Cross-university staff development workshops gave academic staff a taste of the experience that students might have when working in interdisciplinary teams and such events helped to create a climate for development. The ISR team was conscious of the concerns of the individual professions regarding ethical and societal awareness (Brundtland: 1987); the increasing global interest in inter-professional learning and the rapidly expanding demands for education in sustainable development, both in its disciplinary and broadest senses (EESD: 2004; Engineering Council: 2004; National Academy of Engineering: 2005). Further workshops were held to build awareness and encourage collaboration across disciplines for this initiative.

The upheaval of the merger between UMIST and the Victoria University of Manchester in 2004 had a sobering effect on educational creativity and, although the flame of ISR was kept alight, it was only in 2006, when the team received funding from the Royal Academy of Engineering, that the pedagogic research and development could really begin. This Report, which incorporates much of the material of the Interim Report, sets out the approach to the development and also a brief evaluation. Our aim is both to set out to the Royal Academy of Engineering the outcomes of the project and also to provide sufficient information to enable colleagues in other universities, and elsewhere, to replicate the experience in order to foster application in professional practice rather than focussing solely on ‘literacy’.

What were the aims?

Early in 2006, the Royal Academy of Engineering provided funding to support a project by the Teaching Support and Development Unit in the Faculty of Engineering and Physical Sciences.

The pilot course unit was originally conceived as an introduction, when students from different disciplines would work together, in strands, throughout their respective undergraduate curricula.

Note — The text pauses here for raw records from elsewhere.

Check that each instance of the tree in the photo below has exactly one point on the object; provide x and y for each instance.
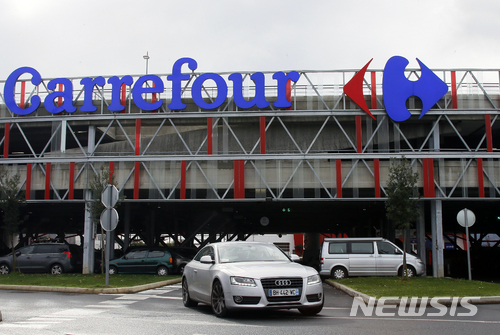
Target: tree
(402, 199)
(95, 206)
(11, 201)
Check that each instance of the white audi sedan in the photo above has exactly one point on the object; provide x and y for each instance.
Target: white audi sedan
(246, 275)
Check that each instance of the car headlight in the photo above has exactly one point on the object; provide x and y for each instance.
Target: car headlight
(242, 281)
(314, 279)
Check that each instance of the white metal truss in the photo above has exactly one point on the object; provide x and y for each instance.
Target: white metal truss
(319, 129)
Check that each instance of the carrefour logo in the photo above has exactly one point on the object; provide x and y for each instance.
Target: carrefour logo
(397, 89)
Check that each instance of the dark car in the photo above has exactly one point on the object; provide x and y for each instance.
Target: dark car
(157, 261)
(54, 258)
(182, 256)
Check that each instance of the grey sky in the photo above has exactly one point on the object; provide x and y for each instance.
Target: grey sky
(86, 38)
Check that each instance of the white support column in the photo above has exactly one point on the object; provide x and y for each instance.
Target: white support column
(89, 229)
(64, 125)
(437, 238)
(88, 240)
(422, 253)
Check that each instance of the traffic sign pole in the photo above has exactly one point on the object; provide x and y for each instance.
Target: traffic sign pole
(109, 220)
(467, 218)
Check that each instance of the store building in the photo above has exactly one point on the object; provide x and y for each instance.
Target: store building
(204, 156)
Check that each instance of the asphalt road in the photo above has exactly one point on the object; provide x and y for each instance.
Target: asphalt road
(160, 311)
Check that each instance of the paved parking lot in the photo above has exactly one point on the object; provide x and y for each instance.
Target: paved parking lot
(160, 311)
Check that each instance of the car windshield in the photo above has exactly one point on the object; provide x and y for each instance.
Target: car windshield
(251, 253)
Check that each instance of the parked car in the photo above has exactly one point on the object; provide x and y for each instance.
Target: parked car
(143, 260)
(182, 256)
(250, 275)
(342, 257)
(54, 258)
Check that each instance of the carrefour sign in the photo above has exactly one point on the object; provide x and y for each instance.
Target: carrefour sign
(396, 89)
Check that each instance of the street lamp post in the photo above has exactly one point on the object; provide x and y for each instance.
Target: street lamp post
(146, 57)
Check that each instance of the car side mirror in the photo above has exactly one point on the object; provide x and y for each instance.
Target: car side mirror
(206, 259)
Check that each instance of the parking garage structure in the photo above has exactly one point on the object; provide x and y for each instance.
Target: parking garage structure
(310, 160)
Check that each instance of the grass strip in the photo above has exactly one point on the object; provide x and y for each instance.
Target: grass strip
(420, 287)
(81, 280)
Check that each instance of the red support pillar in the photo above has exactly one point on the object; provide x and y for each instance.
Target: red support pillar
(376, 172)
(28, 181)
(71, 190)
(454, 90)
(339, 178)
(236, 180)
(6, 140)
(137, 164)
(432, 189)
(123, 99)
(425, 170)
(374, 90)
(262, 135)
(489, 137)
(111, 172)
(242, 179)
(480, 177)
(47, 181)
(209, 135)
(359, 137)
(183, 180)
(289, 93)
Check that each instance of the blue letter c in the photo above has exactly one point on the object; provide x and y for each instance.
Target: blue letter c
(10, 90)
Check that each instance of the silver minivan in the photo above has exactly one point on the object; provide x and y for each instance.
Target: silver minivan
(342, 257)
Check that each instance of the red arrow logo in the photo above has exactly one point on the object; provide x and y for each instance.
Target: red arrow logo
(354, 89)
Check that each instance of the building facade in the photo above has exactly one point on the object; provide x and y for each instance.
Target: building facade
(204, 156)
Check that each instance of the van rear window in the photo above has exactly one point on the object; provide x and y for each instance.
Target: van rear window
(362, 247)
(337, 248)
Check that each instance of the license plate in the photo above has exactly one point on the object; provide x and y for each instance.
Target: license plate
(284, 292)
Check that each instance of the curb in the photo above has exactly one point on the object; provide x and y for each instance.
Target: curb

This aim towards creating a cumulative learning construct in the context of sustainable development had to give way to reality. Initially it was intended to create a unit for first year students, to introduce ideas that could be developed in subsequent years and to work with people who had not experienced higher education before and therefore had no preconceptions regarding expectations. However, the timetable proved intractable and it was impossible to find a common time for that year group. Working with third years who could elect to come on the pilot was more practicable and so the project was initially developed for 48 students from four participating disciplines: Civil Engineering, Electrical and Electronic Engineering, Mechanical Engineering and Earth, Atmospheric and Environmental Sciences. In its second year of operation the numbers were increased to 93 and the scope was extended to include students form the Schools of Chemistry, Computer Science, Mathematics and Physics, some of whom were taking Joint Honours programmes. The programme has since been further extended and the next year of operation sees students from Geography and Life Sciences.

The remit

The outcomes of the project were to:

·  Identify the attributes and capabilities that graduates will need in order to make a major contribution to global issues of environmental literacy and sustainable development.

·  Create a pilot unit and teaching materials to develop these attributes and capabilities in undergraduate students, across the faculty.

·  Assist academic staff in engineering and the physical sciences to enhance teaching, learning and assessment to ensure that sustainable development is included in course materials, using innovative learning and teaching techniques and enhanced pedagogy and a range of methods and media.